■FAR1/FHY3转录因子来源于转座酶,在光信号转导中起重要作用,成长和发展,并通过调节下游基因表达来响应胁迫。尽管许多FAR1/FHY3成员已在各种物种中被鉴定,玉米中的FAR1/FHY3基因没有得到很好的表征,它们在干旱中的功能也是未知的。
■使用PlantTFDB鉴定了玉米基因组中的FAR1/FHY3家族,普法姆,聪明,和NCBI-CDD网站。为了研究FAR1基因在玉米中的进化和功能,蛋白质序列的信息,染色体定位,亚细胞定位,保守的图案,通过生物信息学分析了进化关系和组织表达模式,通过实时定量聚合酶链反应(qRT-PCR)检测干旱胁迫下的表达模式。
■玉米基因组中共有24个ZmFAR成员,可以分为五个亚科,亚家族之间的蛋白质和基因结构差异很大。ZmFAR的启动子区域包含丰富的非生物胁迫响应性和激素响应性顺式元件。其中,干旱响应的顺式元素相当丰富。ZmFAR在检测到的所有组织中均有表达,但表达水平差异很大。ZmFAR的表达在原代根中大部分下调,精根,侧根,和缺水下的中胚轴。PEG模拟干旱胁迫后,大多数ZmFAR在根中下调。
■我们对玉米中的FAR1/FHY3基因进行了全基因组和系统的鉴定。干旱胁迫后,大多数ZmFAR在根系中下调。这些结果表明,FAR1/FHY3转录因子在干旱胁迫响应中具有重要作用。为进一步分析ZmFAR对干旱胁迫的响应功能奠定基础。
UNASSIGNED: FAR1/FHY3 transcription factors are derived from transposase, which play important roles in light signal transduction, growth and development, and response to stress by regulating downstream gene expression. Although many FAR1/FHY3 members have been identified in various species, the FAR1/FHY3 genes in maize are not well characterized and their function in drought are unknown.
UNASSIGNED: The FAR1/FHY3 family in the maize genome was identified using PlantTFDB, Pfam, Smart, and NCBI-CDD websites.

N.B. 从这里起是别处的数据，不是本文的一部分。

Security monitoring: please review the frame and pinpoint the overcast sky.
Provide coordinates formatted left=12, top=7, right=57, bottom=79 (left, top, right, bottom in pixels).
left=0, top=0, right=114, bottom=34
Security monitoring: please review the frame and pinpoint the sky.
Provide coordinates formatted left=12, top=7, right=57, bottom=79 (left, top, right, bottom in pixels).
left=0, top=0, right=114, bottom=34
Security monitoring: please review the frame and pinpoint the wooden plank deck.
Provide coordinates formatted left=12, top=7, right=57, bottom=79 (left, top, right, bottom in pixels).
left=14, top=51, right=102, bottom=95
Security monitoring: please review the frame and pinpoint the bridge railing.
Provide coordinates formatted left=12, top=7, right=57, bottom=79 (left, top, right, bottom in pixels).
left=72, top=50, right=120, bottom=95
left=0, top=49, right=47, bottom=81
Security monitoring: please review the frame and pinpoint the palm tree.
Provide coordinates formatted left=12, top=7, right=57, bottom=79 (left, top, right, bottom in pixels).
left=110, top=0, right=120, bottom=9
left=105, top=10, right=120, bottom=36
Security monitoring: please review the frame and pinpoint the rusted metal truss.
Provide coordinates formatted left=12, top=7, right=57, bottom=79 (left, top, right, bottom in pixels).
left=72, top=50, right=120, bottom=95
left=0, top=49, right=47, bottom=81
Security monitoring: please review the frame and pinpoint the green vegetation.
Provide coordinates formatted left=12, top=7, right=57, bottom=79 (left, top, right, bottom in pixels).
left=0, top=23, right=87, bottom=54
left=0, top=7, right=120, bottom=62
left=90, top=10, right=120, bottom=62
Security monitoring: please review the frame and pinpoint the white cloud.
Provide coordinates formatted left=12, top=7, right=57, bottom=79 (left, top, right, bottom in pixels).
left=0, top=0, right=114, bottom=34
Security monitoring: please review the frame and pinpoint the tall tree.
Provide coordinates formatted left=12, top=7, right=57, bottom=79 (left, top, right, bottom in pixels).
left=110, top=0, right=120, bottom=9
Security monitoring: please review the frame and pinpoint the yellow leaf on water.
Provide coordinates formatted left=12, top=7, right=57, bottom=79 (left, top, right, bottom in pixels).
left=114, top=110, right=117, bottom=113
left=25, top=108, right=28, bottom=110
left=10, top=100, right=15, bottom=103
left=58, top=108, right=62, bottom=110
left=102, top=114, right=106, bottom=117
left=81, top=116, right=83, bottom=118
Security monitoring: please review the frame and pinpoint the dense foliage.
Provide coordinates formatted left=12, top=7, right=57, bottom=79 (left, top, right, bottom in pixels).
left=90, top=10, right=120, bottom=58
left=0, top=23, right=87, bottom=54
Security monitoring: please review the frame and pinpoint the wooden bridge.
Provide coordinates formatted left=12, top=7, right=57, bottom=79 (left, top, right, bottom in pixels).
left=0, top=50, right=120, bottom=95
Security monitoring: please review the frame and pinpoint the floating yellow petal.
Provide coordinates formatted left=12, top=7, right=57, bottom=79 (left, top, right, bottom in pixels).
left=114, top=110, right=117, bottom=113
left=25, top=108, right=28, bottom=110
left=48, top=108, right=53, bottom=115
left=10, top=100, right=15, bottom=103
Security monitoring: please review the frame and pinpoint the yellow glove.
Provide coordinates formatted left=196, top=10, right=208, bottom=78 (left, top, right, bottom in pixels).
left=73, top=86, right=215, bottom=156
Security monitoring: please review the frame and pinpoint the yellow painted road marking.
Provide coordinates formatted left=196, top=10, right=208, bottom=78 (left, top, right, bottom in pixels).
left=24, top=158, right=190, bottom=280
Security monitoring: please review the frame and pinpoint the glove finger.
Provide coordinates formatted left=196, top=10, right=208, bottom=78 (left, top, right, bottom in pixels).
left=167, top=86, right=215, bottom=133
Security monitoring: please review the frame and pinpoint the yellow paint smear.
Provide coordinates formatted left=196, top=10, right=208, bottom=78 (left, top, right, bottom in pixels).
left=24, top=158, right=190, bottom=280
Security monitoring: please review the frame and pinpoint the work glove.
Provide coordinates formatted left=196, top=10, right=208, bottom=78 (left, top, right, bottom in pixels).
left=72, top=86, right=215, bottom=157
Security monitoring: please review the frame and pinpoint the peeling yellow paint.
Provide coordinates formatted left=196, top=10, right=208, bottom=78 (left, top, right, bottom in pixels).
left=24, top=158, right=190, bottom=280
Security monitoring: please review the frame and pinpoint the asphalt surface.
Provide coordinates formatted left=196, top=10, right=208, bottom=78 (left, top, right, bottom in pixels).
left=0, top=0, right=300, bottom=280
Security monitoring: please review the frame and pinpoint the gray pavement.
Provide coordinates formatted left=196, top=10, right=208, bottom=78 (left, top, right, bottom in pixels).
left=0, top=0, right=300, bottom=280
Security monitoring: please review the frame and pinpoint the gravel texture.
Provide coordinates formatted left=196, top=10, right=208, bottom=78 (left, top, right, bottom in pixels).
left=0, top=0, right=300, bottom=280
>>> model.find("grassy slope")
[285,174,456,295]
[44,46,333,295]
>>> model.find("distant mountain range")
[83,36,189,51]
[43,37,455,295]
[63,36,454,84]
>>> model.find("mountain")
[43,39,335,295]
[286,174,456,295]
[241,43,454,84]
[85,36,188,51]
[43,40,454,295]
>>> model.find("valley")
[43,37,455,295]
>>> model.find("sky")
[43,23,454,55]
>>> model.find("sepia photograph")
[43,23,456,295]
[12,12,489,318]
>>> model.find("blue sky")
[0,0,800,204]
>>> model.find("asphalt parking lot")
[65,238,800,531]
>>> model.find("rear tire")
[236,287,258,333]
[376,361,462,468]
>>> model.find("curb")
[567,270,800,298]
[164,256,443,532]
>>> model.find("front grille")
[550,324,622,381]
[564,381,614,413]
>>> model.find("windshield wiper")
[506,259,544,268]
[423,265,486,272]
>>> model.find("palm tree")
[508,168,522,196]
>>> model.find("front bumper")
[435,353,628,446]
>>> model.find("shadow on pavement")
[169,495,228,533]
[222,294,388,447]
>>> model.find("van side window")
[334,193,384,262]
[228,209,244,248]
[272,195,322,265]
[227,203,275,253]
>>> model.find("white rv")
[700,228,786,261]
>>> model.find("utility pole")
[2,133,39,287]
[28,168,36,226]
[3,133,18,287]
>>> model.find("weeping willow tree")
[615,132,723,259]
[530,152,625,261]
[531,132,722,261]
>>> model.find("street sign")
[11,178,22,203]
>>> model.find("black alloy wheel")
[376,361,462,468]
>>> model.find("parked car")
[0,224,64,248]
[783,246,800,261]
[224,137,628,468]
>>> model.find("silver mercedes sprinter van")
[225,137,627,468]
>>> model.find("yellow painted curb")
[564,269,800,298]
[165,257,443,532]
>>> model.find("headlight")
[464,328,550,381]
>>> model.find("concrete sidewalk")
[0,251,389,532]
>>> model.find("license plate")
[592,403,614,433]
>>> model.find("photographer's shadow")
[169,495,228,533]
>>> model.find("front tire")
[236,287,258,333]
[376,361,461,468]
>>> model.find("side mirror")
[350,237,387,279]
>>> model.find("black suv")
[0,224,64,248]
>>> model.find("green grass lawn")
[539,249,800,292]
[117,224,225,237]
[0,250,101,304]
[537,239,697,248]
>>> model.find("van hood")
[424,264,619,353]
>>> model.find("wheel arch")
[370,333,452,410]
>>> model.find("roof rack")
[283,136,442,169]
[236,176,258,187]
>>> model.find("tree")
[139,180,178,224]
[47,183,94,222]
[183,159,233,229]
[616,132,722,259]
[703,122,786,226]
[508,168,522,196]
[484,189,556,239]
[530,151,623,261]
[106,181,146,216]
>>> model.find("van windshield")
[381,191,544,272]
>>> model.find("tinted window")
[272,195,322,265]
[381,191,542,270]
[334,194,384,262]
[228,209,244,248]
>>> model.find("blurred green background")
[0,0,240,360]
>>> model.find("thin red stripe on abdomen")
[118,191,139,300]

In order to investigate the evolution and functions of FAR1 genes in maize, the information of protein sequences, chromosome localization, subcellular localization, conserved motifs, evolutionary relationships and tissue expression patterns were analyzed by bioinformatics, and the expression patterns under drought stress were detected by quantitative real-time polymerase chain reaction (qRT-PCR).
UNASSIGNED: A total of 24 ZmFAR members in maize genome, which can be divided into five subfamilies, with large differences in protein and gene structures among subfamilies. The promoter regions of ZmFARs contain abundant abiotic stress-responsive and hormone-respovensive cis-elements. Among them, drought-responsive cis-elements are quite abundant. ZmFARs were expressed in all tissues detected, but the expression level varies widely. The expression of ZmFARs were mostly down-regulated in primary roots, seminal roots, lateral roots, and mesocotyls under water deficit. Most ZmFARs were down-regulated in root after PEG-simulated drought stress.
UNASSIGNED: We performed a genome-wide and systematic identification of FAR1/FHY3 genes in maize. And most ZmFARs were down-regulated in root after drought stress. These results indicate that FAR1/FHY3 transcription factors have important roles in drought stress response, which can lay a foundation for further analysis of the functions of ZmFARs in response to drought stress.